This food planner is something I've wanted to make for awhile. All of the free options are terrible or don't let you use your own recipes. To get a headstart, I am using Trello for most of the manual processes that I have not automated yet. This gives us a good overall structure and persistence layer so that we only have to create a frontend that does the small features we want to add. This could eventually become either a complete standalone app or we could turn this into a Trello plugin. For now it will just be a frontend that talks to the Trello API and runs locally.
- Recipe Importer
- Automatic Grocery list
- Drag to calendar planning
I wanted a way to paste a link somewhere and have a recipe imported automatically. It won't be that easy until I can spin up a backend and do it from there. Until then, CORS will stand in our way. To work around the CORS issue, I've settled on pasting in the DOM element and parsing that HTML instead. Since most of my own recipes are coming from skinnytaste.com, parsing those recipes is the most prioritized and tested. If other sites or formats are necessary, they can be added to the issues list in github with the parser
label.
The best way to grab the html to import is to right click inside of the recipe box (assuming most blogs and recipe sites have this separated from the actual blog post text, etc). Click "inspect element" and scroll up in the DOM until you find the main recipe box element. On skinnytaste, this is the element with the "recipe" id. Right click on this element in dev tools and copy the HTML. Paste this into the import box in the app and click "Import Recipe".

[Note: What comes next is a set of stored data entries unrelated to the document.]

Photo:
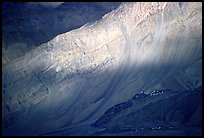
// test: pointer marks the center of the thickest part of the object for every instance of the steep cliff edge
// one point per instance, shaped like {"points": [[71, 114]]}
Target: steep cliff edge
{"points": [[78, 75]]}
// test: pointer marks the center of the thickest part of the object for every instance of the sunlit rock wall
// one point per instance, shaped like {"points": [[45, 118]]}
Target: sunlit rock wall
{"points": [[78, 75]]}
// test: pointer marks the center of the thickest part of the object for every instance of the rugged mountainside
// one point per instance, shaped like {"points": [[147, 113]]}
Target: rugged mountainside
{"points": [[26, 25], [74, 78]]}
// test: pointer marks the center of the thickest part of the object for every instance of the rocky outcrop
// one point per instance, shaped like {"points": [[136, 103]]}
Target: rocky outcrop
{"points": [[78, 75]]}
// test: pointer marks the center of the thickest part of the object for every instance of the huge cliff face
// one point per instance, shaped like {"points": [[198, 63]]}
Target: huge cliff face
{"points": [[26, 25], [78, 75]]}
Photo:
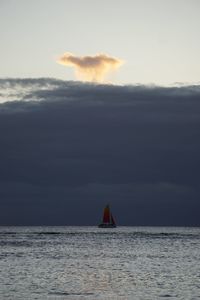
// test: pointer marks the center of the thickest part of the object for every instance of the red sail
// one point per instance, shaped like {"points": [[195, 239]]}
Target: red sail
{"points": [[112, 220], [106, 215]]}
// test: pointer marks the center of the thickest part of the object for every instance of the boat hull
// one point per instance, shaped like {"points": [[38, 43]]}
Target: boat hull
{"points": [[107, 225]]}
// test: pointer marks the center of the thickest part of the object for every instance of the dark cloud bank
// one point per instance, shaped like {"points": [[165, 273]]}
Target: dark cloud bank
{"points": [[69, 148]]}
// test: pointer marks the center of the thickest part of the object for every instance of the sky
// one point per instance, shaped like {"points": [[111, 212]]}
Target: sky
{"points": [[99, 103], [158, 40]]}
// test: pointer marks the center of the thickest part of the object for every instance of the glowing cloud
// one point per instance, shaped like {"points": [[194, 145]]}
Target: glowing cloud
{"points": [[91, 68]]}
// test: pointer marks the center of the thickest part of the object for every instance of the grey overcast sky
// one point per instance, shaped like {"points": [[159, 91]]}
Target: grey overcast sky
{"points": [[157, 39], [68, 147]]}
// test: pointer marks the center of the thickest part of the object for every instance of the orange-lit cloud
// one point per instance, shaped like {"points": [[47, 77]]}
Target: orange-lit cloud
{"points": [[91, 68]]}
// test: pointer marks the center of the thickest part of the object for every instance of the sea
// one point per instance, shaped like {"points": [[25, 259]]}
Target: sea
{"points": [[94, 263]]}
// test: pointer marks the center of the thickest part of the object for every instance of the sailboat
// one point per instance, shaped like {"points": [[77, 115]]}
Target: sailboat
{"points": [[108, 220]]}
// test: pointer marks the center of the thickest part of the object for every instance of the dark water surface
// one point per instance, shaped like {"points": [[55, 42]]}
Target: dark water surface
{"points": [[92, 263]]}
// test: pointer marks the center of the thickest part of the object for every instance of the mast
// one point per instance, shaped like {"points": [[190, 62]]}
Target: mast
{"points": [[106, 215]]}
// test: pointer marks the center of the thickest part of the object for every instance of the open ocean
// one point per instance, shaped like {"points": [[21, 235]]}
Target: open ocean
{"points": [[92, 263]]}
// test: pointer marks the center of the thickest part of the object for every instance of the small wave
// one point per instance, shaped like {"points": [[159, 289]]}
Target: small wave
{"points": [[71, 294]]}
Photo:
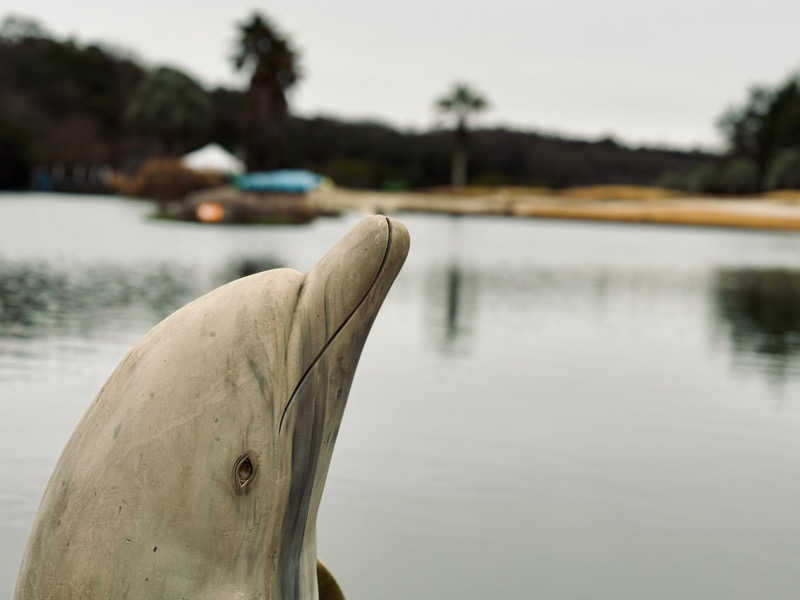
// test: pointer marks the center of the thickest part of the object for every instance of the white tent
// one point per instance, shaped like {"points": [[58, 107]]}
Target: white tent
{"points": [[213, 157]]}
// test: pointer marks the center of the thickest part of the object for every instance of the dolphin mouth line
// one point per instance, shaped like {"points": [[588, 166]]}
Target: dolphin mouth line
{"points": [[341, 326]]}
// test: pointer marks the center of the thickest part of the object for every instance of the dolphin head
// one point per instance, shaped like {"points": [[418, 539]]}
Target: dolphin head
{"points": [[198, 470]]}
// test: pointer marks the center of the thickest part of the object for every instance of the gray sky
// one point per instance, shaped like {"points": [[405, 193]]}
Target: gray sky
{"points": [[642, 71]]}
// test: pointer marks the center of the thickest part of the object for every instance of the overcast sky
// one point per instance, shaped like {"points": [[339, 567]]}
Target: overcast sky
{"points": [[642, 71]]}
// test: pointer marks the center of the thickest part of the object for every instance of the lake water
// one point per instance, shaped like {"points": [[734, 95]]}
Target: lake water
{"points": [[543, 409]]}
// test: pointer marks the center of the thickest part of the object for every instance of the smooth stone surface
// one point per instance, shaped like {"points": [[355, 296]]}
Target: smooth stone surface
{"points": [[198, 470]]}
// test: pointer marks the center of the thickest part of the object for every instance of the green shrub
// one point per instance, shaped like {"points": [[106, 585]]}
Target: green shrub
{"points": [[738, 176], [783, 171]]}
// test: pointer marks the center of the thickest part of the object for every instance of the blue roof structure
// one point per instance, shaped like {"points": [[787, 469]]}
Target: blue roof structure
{"points": [[290, 181]]}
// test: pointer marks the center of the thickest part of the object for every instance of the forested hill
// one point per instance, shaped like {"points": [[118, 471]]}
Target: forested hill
{"points": [[81, 106]]}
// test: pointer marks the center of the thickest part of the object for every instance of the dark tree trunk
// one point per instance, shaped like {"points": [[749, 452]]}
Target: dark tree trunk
{"points": [[266, 124], [458, 174]]}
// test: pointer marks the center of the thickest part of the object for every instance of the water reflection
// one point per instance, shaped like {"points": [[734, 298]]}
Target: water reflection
{"points": [[242, 266], [760, 310], [452, 301], [38, 299]]}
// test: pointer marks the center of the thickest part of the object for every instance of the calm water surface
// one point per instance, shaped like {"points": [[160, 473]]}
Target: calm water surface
{"points": [[543, 409]]}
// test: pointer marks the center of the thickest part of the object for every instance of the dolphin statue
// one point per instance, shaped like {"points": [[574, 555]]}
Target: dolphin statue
{"points": [[197, 471]]}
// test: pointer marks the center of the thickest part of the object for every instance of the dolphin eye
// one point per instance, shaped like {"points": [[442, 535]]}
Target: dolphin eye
{"points": [[243, 472]]}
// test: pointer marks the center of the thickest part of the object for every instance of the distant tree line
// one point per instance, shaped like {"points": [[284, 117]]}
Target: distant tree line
{"points": [[763, 139], [74, 108]]}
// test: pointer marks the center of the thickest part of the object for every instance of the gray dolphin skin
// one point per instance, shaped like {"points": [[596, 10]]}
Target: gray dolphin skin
{"points": [[198, 470]]}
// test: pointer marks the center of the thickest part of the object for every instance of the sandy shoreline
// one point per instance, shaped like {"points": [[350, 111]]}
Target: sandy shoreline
{"points": [[751, 213]]}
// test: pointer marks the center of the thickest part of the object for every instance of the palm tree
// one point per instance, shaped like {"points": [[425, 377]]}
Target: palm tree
{"points": [[461, 102], [272, 61]]}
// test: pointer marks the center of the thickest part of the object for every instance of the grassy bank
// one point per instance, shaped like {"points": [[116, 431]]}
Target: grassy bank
{"points": [[777, 210]]}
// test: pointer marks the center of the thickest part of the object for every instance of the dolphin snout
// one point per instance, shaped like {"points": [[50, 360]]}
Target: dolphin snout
{"points": [[341, 295]]}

(Put some info here and how to set it up, once we do the local storage thing or whatever)
To run this locally, do an npm install and then run the command yarn dev
. It uses webpack locally and will open in a browser tab and update automatically on save.
Webpack will automatically run the eslint checks and display any errors in the browser (it will auto-fix anything that it can).
When committing to master, the deployment on heroku will automatically rebuild itself.